Amsterdam, Pays-Bas – Les traitements plus actifs de la sclérose en plaque (SEP) ont permis d'améliorer la trajectoire de beaucoup de patients cette dernière décennie. Reste que les médecins ne savent pas toujours comment les utiliser. Et malgré des données sur le long terme, il demeure des inquiétudes sur la sécurité à long terme, ce qui explique la prudence, voire la réticence, de certains médecins.
Ces traitements puissants ont fait l'objet d'une présentation au congrès annuel de l'European Committee for Treatment and Research in Multiple Sclerosis (ECTRIMS 2022) lors de laquelle ont été abordées les questions de sélection de patients, de la stratégie d'escalade thérapeutique ou de la mise en place d'un traitement intensif dès le départ. Pour la Pr Patricia Coyle (MS Comprehensive Care Center, Stony Brook University, Etats-Unis), modératrice de la session, ces présentations ont fait émerger le message convaincant : il faut utiliser les thérapies intensives le plus précocement possible.
Prendre en compte les caractéristiques initiales
Lors de la première prise de parole, le Pr Xavier Montalban (Hôpital de Vall d'Hebron, Barcelone, Espagne) a rappelé que les recommandations de l'ECTRIMS/EAN de 2021 indiquent que les traitements immunomodulateurs (DMT : disease modifying therapy) devraient être envisagés précocement. Une question clef est de savoir si le médecin peut s'appuyer sur certaines caractéristiques initiales pour sélectionner les patients. Des études ont, par exemple, montré des pronostics moins bons avec l'âge, le sexe masculin, des taux de vitamines D faibles ou encore le fait d'être fumeur.

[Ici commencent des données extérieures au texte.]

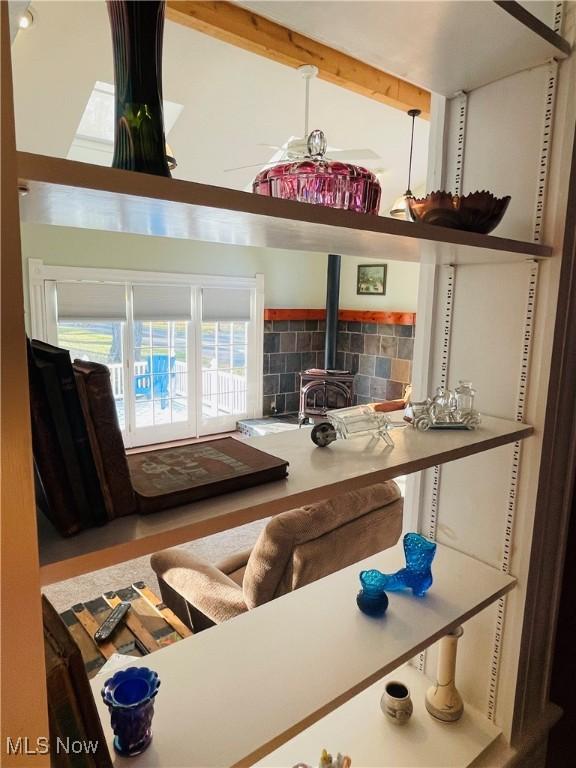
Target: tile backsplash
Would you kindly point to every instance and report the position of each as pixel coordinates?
(379, 354)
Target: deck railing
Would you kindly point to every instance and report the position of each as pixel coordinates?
(222, 392)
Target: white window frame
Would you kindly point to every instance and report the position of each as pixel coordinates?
(42, 280)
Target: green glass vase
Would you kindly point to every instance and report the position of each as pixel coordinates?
(137, 32)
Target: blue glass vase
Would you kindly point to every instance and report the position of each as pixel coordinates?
(129, 695)
(371, 599)
(417, 575)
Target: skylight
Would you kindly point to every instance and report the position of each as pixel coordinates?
(94, 139)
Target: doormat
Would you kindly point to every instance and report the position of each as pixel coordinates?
(172, 476)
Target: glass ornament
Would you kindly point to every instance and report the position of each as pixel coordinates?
(129, 695)
(416, 575)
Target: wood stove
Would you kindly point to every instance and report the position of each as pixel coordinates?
(322, 390)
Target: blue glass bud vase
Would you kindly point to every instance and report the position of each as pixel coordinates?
(129, 695)
(372, 600)
(417, 575)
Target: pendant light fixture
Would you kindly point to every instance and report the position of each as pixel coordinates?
(400, 208)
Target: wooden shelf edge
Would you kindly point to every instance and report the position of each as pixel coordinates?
(196, 526)
(39, 169)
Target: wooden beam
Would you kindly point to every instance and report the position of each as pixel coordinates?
(238, 26)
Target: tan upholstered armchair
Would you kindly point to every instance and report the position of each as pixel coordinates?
(296, 548)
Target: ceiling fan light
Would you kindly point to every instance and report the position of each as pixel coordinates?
(400, 208)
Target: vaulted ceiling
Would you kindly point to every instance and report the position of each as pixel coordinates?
(233, 100)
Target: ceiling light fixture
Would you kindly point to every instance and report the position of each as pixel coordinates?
(26, 19)
(400, 208)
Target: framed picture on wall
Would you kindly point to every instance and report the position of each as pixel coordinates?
(371, 280)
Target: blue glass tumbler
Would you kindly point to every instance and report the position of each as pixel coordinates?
(372, 600)
(129, 695)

L'orateur a présenté les analyses de sous-groupes pour les essais avec le fingolimod et l'ozanimod, qui montrent que ces médicaments ne fonctionnent pas aussi bien pour les patients avec des facteurs pronostics mauvais comme un score Expanded Disability Status Scale (EDSS) de 4 ou plus ou un âge supérieur à 40 ans. Les doses les plus faibles ont aussi tendance à être moins efficaces chez les hommes. « Si vous avez [un patient avec] des facteurs pronostics initiaux mauvais, vous avez besoin d'un traitement plus actif à la bonne dose, parce qu'avec une dose faible, cela ne marche pas bien. C'est le même raisonnement pour l'âge » a indiqué le Pr Montalban lors de sa présentation.
Le neurologue barcelonais a aussi montré les résultats d'une étude avec l'ofatumumab et l'ocrelizumab qui démontrent leur efficacité y compris chez les patients présentant des mauvais facteurs pronostiques. Parmi les patients avec une forme progressive secondaire, l'activité inflammatoire, évaluée cliniquement ou par IRM, est le seul facteur de mauvais pronostic qui semble prédire correctement la réponse au traitement.
Xavier Montalban a également abordé la question du calendrier des prescriptions des DMTs. Une étude prospective de son équipe a suivi 1015 patients traités avec des immunomodulateurs. « De façon tout à fait intéressante, nous avons observé que les patients traités avec un immunomodulateur juste après la première poussée faisaient mieux que ceux traités après la deuxième poussée » a-t-il déclaré. Avant de préciser : « Et vous devez prendre en considération que les patients que nous avons traités après la première poussée étaient ceux qui avaient les facteurs pronostiques les plus mauvais. Le traitement était donc très efficace ».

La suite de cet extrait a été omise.